A Promising Future for Marine Drugs and Natural Products

Natural products, although a valuable and precious resource, also come with their fair share of challenges in a variety of aspects. As mentioned before, one of the major issues concerning the use of natural products are the difficulties associated with obtaining sufficient amounts of material pure enough for discovery and development activities. If a compound is derived from a plant growing only in small quantities or remote locations or a marine organisms residing in great depth or difficult to access regions, Ayurveda medicine  re-supply becomes a problem. The threat of losing potentially valuable natural sources of pharmacologically active ingredients is constantly increasing due to the threat of extinction by deforestation of large landmasses and environmental pollution in remote areas as well as global warming. It is estimated that about 70% of the supply of herbal raw material other homeopathic medicine in India comes from the wild.

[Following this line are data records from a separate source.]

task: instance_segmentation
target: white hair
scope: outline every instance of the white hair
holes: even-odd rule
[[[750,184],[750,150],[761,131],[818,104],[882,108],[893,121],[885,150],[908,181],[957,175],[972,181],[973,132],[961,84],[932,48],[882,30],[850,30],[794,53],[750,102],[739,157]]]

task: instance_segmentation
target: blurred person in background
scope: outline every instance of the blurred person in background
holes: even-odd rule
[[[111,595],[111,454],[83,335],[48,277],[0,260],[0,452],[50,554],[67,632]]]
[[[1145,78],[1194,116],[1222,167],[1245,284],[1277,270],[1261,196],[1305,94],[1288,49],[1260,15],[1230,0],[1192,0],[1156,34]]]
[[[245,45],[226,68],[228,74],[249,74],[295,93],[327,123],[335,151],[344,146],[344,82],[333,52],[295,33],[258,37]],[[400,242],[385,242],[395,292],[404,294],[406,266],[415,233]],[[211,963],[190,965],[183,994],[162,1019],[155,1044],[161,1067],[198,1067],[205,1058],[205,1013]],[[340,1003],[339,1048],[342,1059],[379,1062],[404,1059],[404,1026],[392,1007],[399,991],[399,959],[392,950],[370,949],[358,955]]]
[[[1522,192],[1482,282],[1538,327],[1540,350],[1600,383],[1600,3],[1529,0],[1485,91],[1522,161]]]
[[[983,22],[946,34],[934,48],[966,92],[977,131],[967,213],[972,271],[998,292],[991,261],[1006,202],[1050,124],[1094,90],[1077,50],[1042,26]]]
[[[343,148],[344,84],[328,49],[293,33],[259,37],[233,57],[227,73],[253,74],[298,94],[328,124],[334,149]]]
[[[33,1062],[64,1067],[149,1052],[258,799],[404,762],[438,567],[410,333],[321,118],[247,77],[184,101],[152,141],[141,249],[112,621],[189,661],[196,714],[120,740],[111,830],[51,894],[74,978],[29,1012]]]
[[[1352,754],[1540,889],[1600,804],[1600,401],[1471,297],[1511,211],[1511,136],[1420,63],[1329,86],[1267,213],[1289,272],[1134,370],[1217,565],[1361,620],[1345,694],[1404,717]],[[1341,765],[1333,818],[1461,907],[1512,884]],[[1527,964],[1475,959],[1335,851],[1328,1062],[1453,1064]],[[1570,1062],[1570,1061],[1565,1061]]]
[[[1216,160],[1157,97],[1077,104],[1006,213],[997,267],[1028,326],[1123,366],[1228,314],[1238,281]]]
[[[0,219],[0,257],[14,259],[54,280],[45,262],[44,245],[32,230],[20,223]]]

To meet the increasing demand for raw material, to conserve wild resources, and to reduce the potential variability in the active ingredient content in medicinal plants from different collection areas, it is important to implement more controlled cultivation programs to ensure quality and to protect resources 

Natural product screening remains one of the most useful avenues for bioactive discovery. In the past decades, studies on MNP have been focused mainly on macroorganisms, i.e., sponges, corals and other marine invertebrates, although significant developments have been made in the microorganisms area. However, despite the large number of NCEs isolated from marine organisms, many of them with pronounced biological activity, the great majority does not surpass the pharmaceutical pre-clinical trials and only a very few have been marketed as pharmaceutical products. Besides the usual drawbacks in any drug discovery process, the industrial development of many promising MNP was hampered by additional difficulties such as sustainable source and issues related to structural complexity and scale up. Nevertheless, the global marine pharmaceutical pipeline remains very active and includes, at the moment, eight Food and Drug Administration (FDA) or European Medicines Agency (EMEA) approved drugs and several compounds in different phases of the clinical pipeline.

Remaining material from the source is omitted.